End-stage PBC can only be treated with liver transplantation resulting in graft and patient survival of, e.g. 77 and 82%, respectively, at 5 years in the Nordic countries [50]. Despite these good results in terms of survival due to improvement in surgical techniques and new immunosuppressive drugs, recurrence of PBC after liver transplantation (rPBC) is diagnosed in up to 29% of patients at 10 years after transplantation [51]. Several factors have been involved in the pathogenesis of rPBC such as donor-recipient gender or HLA-DR locus mismatch, young age at transplantation, older donor age, IL-12 polymorphisms, severe cholestasis, very high IgM, and others (recently reviewed in [51]). Treatment with cyclosporine compared to tacrolimus showed a reduced incidence of recurrence of PBC after liver transplantation [52]. The mechanism underlying the protective effect of cyclosporine is still unknown, but some reports suggest a protective role of cyclophilins towards viral damage to the biliary epithelia after transplantation [51]. Few data are available on the outcome of rPBC. A retrospective analysis of 154 PBC patients did not find rPBC to be associated with death or liver retransplantation [53]. Of note, UDCA therapy did not impact on graft or patient survival in rPBC [53]. The liver transplant experience in PBC and the common development of rPBC again points to PBC as an unusual immune-mediated liver disease as even posttransplant immunosuppressive therapy is unable to prevent disease recurrence.

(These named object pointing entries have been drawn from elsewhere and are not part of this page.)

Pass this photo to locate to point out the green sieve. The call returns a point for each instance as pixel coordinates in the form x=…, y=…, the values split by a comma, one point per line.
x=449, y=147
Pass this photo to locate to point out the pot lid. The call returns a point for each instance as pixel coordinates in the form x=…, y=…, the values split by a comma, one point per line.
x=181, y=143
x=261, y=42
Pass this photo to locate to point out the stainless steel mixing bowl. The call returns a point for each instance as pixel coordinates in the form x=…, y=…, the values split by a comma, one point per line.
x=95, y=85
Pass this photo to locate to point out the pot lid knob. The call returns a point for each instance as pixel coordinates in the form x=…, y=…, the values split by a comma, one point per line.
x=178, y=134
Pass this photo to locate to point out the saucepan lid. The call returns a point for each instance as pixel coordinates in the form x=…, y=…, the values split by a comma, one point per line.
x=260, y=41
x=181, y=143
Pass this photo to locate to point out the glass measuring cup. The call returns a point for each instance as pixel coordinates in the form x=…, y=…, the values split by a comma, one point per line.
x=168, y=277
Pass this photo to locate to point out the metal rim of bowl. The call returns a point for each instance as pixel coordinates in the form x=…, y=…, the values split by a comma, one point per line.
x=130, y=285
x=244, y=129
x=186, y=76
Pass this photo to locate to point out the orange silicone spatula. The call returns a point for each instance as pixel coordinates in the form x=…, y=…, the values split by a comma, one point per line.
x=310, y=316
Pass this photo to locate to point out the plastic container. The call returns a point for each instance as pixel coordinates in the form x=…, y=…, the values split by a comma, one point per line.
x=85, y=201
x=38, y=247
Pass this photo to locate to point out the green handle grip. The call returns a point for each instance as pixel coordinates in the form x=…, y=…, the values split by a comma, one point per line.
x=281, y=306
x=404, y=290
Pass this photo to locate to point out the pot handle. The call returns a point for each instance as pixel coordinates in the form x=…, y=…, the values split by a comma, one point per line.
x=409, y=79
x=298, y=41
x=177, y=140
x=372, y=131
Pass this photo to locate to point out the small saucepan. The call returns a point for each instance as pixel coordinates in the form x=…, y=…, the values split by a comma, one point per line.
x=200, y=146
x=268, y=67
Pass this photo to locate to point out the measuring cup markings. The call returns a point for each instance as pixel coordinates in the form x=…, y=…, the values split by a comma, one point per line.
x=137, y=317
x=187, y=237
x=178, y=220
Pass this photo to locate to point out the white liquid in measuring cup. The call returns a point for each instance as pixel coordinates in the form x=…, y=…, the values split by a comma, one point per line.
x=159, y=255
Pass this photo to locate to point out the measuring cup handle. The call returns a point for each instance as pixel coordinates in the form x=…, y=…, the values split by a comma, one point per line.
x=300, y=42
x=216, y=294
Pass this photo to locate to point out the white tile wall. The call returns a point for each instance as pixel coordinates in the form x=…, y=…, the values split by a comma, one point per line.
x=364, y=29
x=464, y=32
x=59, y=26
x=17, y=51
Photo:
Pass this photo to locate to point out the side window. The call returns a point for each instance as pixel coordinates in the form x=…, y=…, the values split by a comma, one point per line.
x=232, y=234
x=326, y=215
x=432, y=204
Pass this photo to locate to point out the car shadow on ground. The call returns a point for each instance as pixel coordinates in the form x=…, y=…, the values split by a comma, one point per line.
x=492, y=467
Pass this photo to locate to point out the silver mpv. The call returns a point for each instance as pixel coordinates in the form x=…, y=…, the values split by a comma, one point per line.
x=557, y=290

Why Immunosuppressive Agents Might Have Failed in Treatment of PBC

A key feature of PBC is cholestasis that in early PBC cannot be exclusively attributed to the loss of bile ducts since serum markers of cholestasis are already elevated before the onset of significant ductopenia. Thus, a certain functional component is suggested [54]. The biliary bicarbonate “umbrella” hypothesis might give us an explanation [38, 55, 56]. Cholangiocytes secrete large amounts of bicarbonate via the Cl/HCO3 anion exchanger 2 (AE2, also known as SLC4A2). Patients with PBC were found to have decreased gene expression levels of AE2 in the liver [57]. This has been linked to increased expression of miRNA-506 in PBC cholangiocytes, which targets the mRNAs of AE2 [58] and type III inositol 1,4,5-trisphosphate receptor [59], both posttranscriptional inhibitions resulting in impaired biliary secretion. Furthermore, AE2-deficient mice develop AMA specific against PDC-E2 and other immunological features resembling PBC [60, 61]. Sufficient excretion of HCO3 via AE2 is needed to maintain the physiological biliary pH > 7.4, in order to minimize the abundance of protonated glycine-conjugated bile salts (pKa around 4) that otherwise might enter the cholangiocytes as free acids; HCO3 thus provides a cellular damage preventing “umbrella” [55]. In addition to this alkaline barrier, an intact glycocalyx, by stabilizing the alkaline pH microclimate close to the apical membrane, helps to prevent the diffusion of toxic monomeric bile salts into the cell where they induce apoptosis [56]. Bile salt-induced apoptosis in cholangiocytes was found to be stimulated by enhanced soluble adenylyl cyclase activity due to increased intracellular HCO3 in consequence of reduced AE2 expression, together with bile salt-triggered release of Ca++ from the endoplasmic reticulum [62]. Altogether, changes related to impaired function of AE2 may render cholangiocytes more immunogenetic, including the aberrant expression of PDC-E2, and susceptible to autoimmune responses. The damaged plasma membrane then might activate B and T cell-mediated immune responses. At this stage, bile acid-mediated cellular damage might have gone so far that immunosuppressants and immunomodulators no longer can reverse the ongoing inflammation and development of fibrosis and cirrhosis.

Conclusion

PBC as a cholestatic autoimmune disease most likely needs two different therapeutic approaches, one that improves bile flow and biliary secretion and one that targets autoimmunity. Immunosuppressive therapy in PBC in the future may have a role in a disease stage-based approach aiming to reconstitute tolerance by attenuation effector T cell activation, deployment of natural immune checkpoints, or reconstitution of regulatory T cell function [7].